During the 1980's Steven Spielberg had an option on Belgian artist Hergé's famous "Tintin" comic series and had hopes to produce a live-action film based on the voluminous adventures of the young boy journalist, his terrier Snowflake, and his quirky friends and acquaintances.

Nothing from the Amblin Entertainment camp ever came to fruition, and the option on the property lapsed, reverting back to Hergé's estate.

In late 2002, renegotiations began again almost 20 years after Spielberg first attempted to bring the popular Belgian comic characters to life in a big-budget American feature film, and this time, Spielberg's passion for the property, and the Hergé estates' high hopes to see their property hit the big time in largely untapped markets may make "Tintin's" beyond-belated U.S. screen debut a reality.

As of mid-December 2002, Steven Spielberg and Kathleen Kennedy are officially moving forward on bringing "Tintin" to life as a co-production between DreamWorks Pictures and Universal.
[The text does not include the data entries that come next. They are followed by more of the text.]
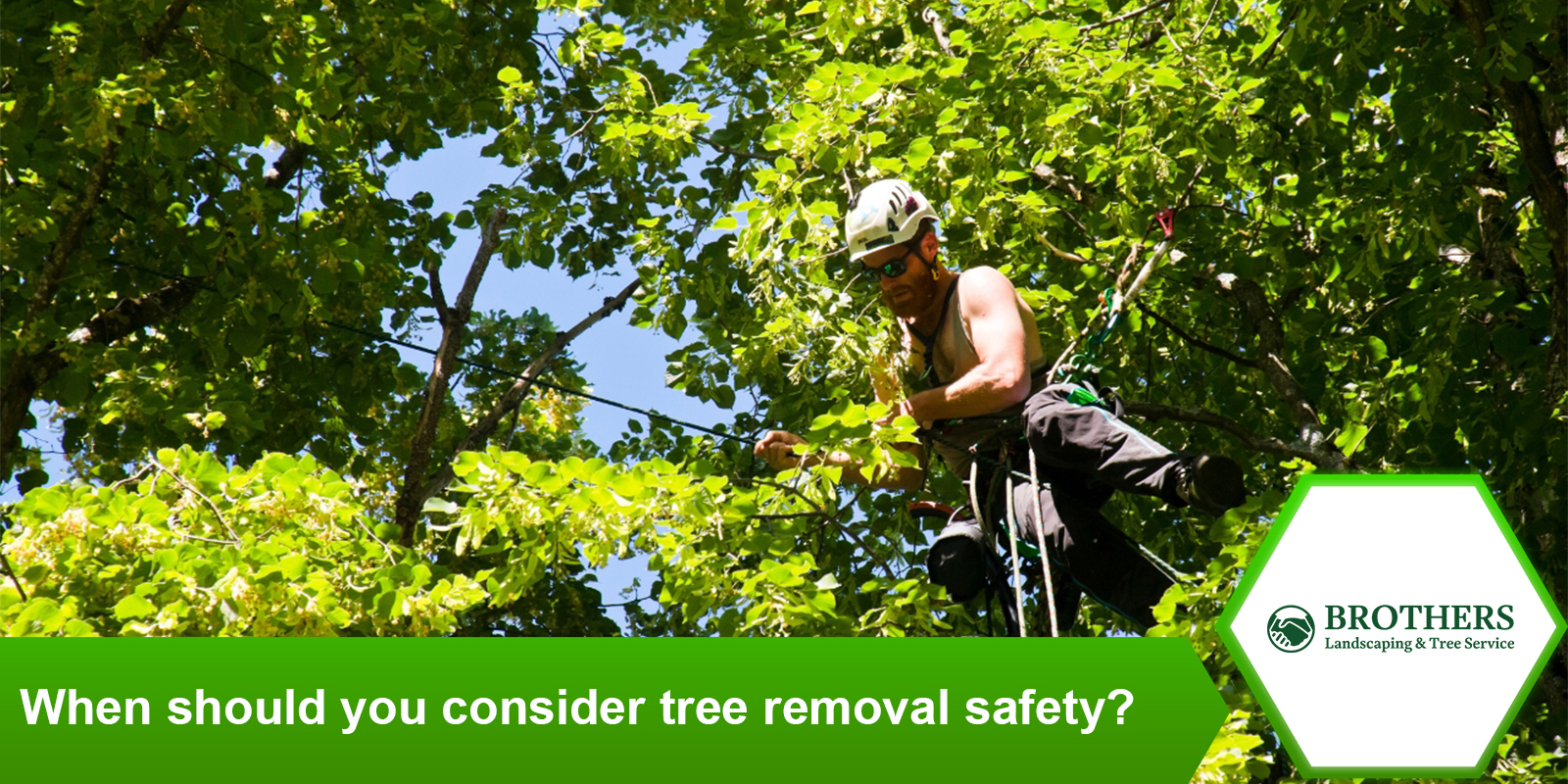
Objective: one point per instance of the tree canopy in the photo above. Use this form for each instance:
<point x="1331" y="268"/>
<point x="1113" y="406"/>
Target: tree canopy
<point x="201" y="256"/>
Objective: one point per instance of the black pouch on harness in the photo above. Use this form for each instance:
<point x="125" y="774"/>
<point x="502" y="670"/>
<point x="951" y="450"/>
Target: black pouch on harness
<point x="958" y="561"/>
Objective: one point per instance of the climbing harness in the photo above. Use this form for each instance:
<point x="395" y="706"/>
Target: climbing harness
<point x="1076" y="368"/>
<point x="929" y="342"/>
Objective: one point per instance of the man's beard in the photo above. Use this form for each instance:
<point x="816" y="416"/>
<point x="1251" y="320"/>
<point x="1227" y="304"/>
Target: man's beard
<point x="913" y="300"/>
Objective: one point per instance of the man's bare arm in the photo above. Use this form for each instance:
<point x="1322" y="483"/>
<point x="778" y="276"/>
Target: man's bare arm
<point x="1001" y="378"/>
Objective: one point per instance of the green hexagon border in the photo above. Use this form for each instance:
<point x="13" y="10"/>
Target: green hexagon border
<point x="1266" y="551"/>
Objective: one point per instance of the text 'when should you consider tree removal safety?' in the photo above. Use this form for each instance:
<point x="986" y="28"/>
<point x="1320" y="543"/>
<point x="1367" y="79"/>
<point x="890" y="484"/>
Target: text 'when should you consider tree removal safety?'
<point x="1070" y="712"/>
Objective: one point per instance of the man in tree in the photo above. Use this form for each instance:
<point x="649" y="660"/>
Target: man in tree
<point x="979" y="391"/>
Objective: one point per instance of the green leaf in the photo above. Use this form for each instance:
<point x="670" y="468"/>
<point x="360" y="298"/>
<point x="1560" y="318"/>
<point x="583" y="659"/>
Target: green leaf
<point x="441" y="506"/>
<point x="133" y="608"/>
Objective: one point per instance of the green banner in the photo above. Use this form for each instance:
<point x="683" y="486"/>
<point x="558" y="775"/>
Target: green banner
<point x="1079" y="710"/>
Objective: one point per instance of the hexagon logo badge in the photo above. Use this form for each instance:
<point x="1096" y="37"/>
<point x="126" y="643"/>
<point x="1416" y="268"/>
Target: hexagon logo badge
<point x="1392" y="626"/>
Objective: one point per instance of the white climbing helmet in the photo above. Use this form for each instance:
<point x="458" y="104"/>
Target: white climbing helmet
<point x="883" y="214"/>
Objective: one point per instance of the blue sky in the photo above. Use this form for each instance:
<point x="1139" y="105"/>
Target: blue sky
<point x="621" y="363"/>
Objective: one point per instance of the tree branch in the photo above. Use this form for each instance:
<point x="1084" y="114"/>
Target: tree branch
<point x="98" y="177"/>
<point x="1196" y="339"/>
<point x="410" y="501"/>
<point x="736" y="153"/>
<point x="929" y="16"/>
<point x="1546" y="177"/>
<point x="485" y="427"/>
<point x="27" y="372"/>
<point x="1251" y="441"/>
<point x="1270" y="337"/>
<point x="1123" y="18"/>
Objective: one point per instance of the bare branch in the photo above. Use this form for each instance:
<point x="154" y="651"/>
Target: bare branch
<point x="410" y="498"/>
<point x="1251" y="441"/>
<point x="482" y="430"/>
<point x="203" y="496"/>
<point x="736" y="153"/>
<point x="1196" y="341"/>
<point x="929" y="16"/>
<point x="1270" y="337"/>
<point x="1123" y="18"/>
<point x="1537" y="153"/>
<point x="28" y="372"/>
<point x="286" y="167"/>
<point x="10" y="572"/>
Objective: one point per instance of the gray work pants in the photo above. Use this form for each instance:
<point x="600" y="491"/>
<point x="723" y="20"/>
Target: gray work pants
<point x="1086" y="454"/>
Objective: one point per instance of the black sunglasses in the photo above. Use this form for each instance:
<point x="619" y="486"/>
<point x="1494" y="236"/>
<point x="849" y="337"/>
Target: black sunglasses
<point x="893" y="269"/>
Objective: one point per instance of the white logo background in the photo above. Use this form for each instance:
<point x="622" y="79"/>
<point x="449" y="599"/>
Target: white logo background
<point x="1387" y="545"/>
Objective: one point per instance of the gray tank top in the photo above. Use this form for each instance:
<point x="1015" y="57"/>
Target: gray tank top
<point x="984" y="433"/>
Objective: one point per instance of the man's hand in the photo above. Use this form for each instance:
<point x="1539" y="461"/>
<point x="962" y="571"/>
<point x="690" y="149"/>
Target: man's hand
<point x="778" y="449"/>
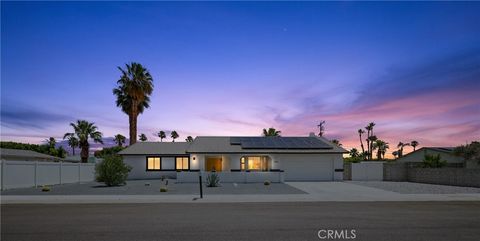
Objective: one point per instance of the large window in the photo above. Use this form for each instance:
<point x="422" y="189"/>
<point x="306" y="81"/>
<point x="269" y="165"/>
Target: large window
<point x="153" y="164"/>
<point x="182" y="163"/>
<point x="254" y="163"/>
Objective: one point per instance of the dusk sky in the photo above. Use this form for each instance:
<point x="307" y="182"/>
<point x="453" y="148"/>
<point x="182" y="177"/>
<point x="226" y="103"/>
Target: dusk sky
<point x="229" y="68"/>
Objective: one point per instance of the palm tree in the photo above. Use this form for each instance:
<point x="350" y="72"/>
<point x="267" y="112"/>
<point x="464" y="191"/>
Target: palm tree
<point x="321" y="128"/>
<point x="336" y="142"/>
<point x="354" y="153"/>
<point x="142" y="137"/>
<point x="271" y="132"/>
<point x="381" y="147"/>
<point x="51" y="142"/>
<point x="133" y="94"/>
<point x="119" y="139"/>
<point x="369" y="129"/>
<point x="83" y="130"/>
<point x="72" y="142"/>
<point x="161" y="135"/>
<point x="401" y="145"/>
<point x="372" y="139"/>
<point x="174" y="135"/>
<point x="414" y="144"/>
<point x="360" y="132"/>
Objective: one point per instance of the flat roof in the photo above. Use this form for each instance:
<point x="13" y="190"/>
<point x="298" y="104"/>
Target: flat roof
<point x="18" y="153"/>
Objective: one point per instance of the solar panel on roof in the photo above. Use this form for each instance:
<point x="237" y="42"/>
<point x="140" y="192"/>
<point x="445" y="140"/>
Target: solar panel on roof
<point x="279" y="143"/>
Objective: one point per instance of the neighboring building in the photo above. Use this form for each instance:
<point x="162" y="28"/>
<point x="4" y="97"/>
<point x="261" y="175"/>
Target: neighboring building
<point x="238" y="158"/>
<point x="25" y="155"/>
<point x="446" y="153"/>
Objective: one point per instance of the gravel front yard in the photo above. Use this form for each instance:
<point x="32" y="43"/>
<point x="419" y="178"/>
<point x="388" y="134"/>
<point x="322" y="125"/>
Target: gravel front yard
<point x="416" y="188"/>
<point x="138" y="187"/>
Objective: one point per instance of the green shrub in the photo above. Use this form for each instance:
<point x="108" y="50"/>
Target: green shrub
<point x="433" y="161"/>
<point x="213" y="180"/>
<point x="112" y="171"/>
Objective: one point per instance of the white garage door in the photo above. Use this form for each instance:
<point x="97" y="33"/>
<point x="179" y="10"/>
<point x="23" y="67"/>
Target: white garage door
<point x="308" y="169"/>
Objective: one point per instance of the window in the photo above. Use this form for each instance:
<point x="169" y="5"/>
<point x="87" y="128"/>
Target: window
<point x="182" y="163"/>
<point x="242" y="164"/>
<point x="254" y="163"/>
<point x="153" y="163"/>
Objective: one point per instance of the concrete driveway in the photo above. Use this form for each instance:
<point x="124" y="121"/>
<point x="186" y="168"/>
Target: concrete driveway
<point x="312" y="192"/>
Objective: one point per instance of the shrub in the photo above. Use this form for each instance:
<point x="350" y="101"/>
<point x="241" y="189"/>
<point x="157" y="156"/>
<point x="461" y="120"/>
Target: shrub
<point x="433" y="161"/>
<point x="112" y="171"/>
<point x="213" y="180"/>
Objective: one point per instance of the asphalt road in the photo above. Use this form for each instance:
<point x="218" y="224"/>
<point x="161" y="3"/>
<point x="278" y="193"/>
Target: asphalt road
<point x="242" y="221"/>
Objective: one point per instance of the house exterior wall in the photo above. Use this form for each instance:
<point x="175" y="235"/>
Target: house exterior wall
<point x="297" y="167"/>
<point x="420" y="154"/>
<point x="139" y="168"/>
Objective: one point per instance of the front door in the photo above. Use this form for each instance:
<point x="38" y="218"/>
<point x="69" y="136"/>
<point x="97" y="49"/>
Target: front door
<point x="213" y="164"/>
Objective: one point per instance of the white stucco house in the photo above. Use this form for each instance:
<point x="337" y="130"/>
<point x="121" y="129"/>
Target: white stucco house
<point x="238" y="159"/>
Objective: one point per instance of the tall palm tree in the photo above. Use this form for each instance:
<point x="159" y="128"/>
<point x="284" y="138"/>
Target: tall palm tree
<point x="119" y="140"/>
<point x="372" y="140"/>
<point x="51" y="142"/>
<point x="321" y="128"/>
<point x="369" y="129"/>
<point x="83" y="130"/>
<point x="381" y="147"/>
<point x="400" y="147"/>
<point x="142" y="137"/>
<point x="174" y="135"/>
<point x="72" y="142"/>
<point x="354" y="153"/>
<point x="133" y="94"/>
<point x="271" y="132"/>
<point x="414" y="144"/>
<point x="161" y="135"/>
<point x="360" y="132"/>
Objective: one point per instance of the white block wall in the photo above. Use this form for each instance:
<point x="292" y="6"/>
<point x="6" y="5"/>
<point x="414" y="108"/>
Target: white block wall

DreamWorks currently has the rights to all 22 comic book albums, which shows great promise for a continuing franchise, if the eventual film proves successful.



not sure what i personally think, and i guess the jury is still out for a lot of people but i guess we should wait and see what kind of a job they do. to be honest though Spielberg is the best in the business so lets see.....
jock123
Moderator
#48 · Posted: 21 Sep 2005 14:28 · Edited by: jock123
Thanks for that, 23duff (although you would be easier to read if you used upper and lower case from now on, thanks!); it’s also handy that there is a link to some archive articles referencing the Spielberg/ Tintin Affair.

Personally I have my reservations about Spielberg as a film-maker: he’s a tad over-sentimental for my taste, and I think his output is patchy at best, with his glory days well behind him. I would like him to take a back-seat on this as a producer, and perhaps let a European director have a chance… I’m still rooting for Jean-Paul Rappeneau, director of “Bon Voyage” and writer of “The Man from Rio”, the faux-movie of Broken Ear
colombani
Member
#49 · Posted: 21 Sep 2005 16:24
As you know, I am against a movie being made; but one can't help imagining potential actors who could attempt the parts. I for one think James Gandolfini (Sopranos) could make a good Haddock, as long as he lost some weight. Haddock really is the most illustrious character of them all. On the other hand, I don't believe anyone famous would be an advantage for the part of Tintin himself. As a personality, Tintin himself is rather bland and featureless as compared to his peers. Thus, I think what we need from a Tintin actor is not to stand out too much in any character trait kind of way.
finlay
Member
#50 · Posted: 23 Sep 2005 11:27
So basically we don't really know what's going on, is that the deal?

We don't actually have any news of what they're really doing except that they will make one, is that right?